This discussion was inspired by comments from
@Stephan_Tual? in two other recent posts so I though I'd put here because I really want to see what other people believe is the future of Etherum and the reference clients.
http://forum.ethereum.org/discussion/751/so-i-designed-a-concept-ui-for-the-alephzero-clienthttp://forum.ethereum.org/discussion/711/web-components-marketplace-for-ethereum-ui-markupThe question is either Smart contracts should, in the future, have UI information. I see mainly two ways this could evolve:
* Ether contracts start having more code related to UI and how to present the information to the final user. New GUI elements are created and can be reused. Ethereum evolves into a whole decentralized OS.
* Contracts have information on what commands they accept and what's the data format or options each command takes. Ether provides the apis, and data for the backend of any app, in any platform. Clients can use whatever native OS code they prefer, and use Ether as the cloud api, a decentralized always persistent network.
I truly believe the second one is by far a better approach. First, because it's simpler and isn't a boil the ocean kind of approach. You don't need to implement custom interface elements, reinvent the browser, recreate 30 years of GUI code from multiple platforms.
Also, it promotes a separation of code in the Data/Model/Controller layer and the View/Interface layers. This creates cleaner and easier to maintain code.
Finally, it allows UI to flourish and Ether to be future proof. A OS built for the desktop isn't necessarily good for tablets and smartphones, and a mobile OS might not be good for wearables, robots or microwaves. OS's and interface needs change and separating Ether as just the data api we allow it to flourish in any platform.
A good example is Twitter clients. When twitter started, it was an open platform that allowed anyone to build clients on top. This created an environment where UI design flourished as everyone tested different approaches, on multiple platforms. The best innovative UI of the time came from twitter third party clients.
So in my vision, the reference client should only have a very basic "contract navigator" that permits you to use and test any contracts, but allows you to launch it in an external client for a better experience. This contract could have a list of accepted commands and a basic UI to provide the correct data in each command (a api request builder) but not more. The way data is presented, and how the interface is displayed, should be left to developers. (see attached)
Does everyone thinks similarly or am I too off the mark?
Comments
Right now there is no standard way for a contract to publish details of expected inputs. In fact POC-4 takes us to a place where this is more necessary because inputs to a contract are no longer a simple list but a binary blob format that will differ for each contract. A standard way for a contract to expose "API metadata" would make general-purpose contract browsers like yours feasible, and I think that would cover the UI needs for 99% of the contracts.
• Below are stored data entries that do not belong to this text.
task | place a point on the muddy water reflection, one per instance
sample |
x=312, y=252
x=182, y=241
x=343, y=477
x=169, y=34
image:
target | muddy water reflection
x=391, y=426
Whoever builds the first contract browsing GUI with widespread use -- that person will essentially set the standard. It might be the core dev team, but I'm not sure they've thought this far ahead.
I definitely agree with @avsa? that trying to make the ethereum client itself the primary means of interacting with contracts is going a bit too far. I appreciate that HTML5 is supposed to allow you freedom to do "whatever you want", but I just don't see that actually panning out when you account for all the design assets and UI specialization logic required to be bundled with it.
Insight into the thinking around this part would be appreciated.
@avsa, could you mock up a simple contract parser based on @mode80 etherscripter blocks or something similar? Your GUI would grab the contract code, get the details a la some blockchain viewer for additional information and then ok known code vs. unknown code and give free hints/paid solutions for anyone needing to discover the intent of a contract. I see only upside if we agree on WiA/BP but I am willing to entertain other solutions that avoid a muddy protocol.
I think we'll eventually need an EVM decompiler that's useful for auditing a contract's actual behavior, combined with some kind of reputation system.
From what I can gather here (specifically the last paragraph), is the idea that you point the client at a URL which can be a local file or a traditional web server, that provides you the content including javascript that has access to your ethereum client. All you really need is strong UI elements in the ethereum client/browser to provide an ACCEPT/DECLINE for create(), transact(), key() and keys(), and you're good to go. DApps can be served like a traditional website with the power of ethereum for the parts that need it, or can be packaged and distributed over something like a DHT-tracked torrent to run entirely locally.
The relevant take-away is that there seems to be very little hints yet of the ethereum client forcing any one particular UI onto DApps.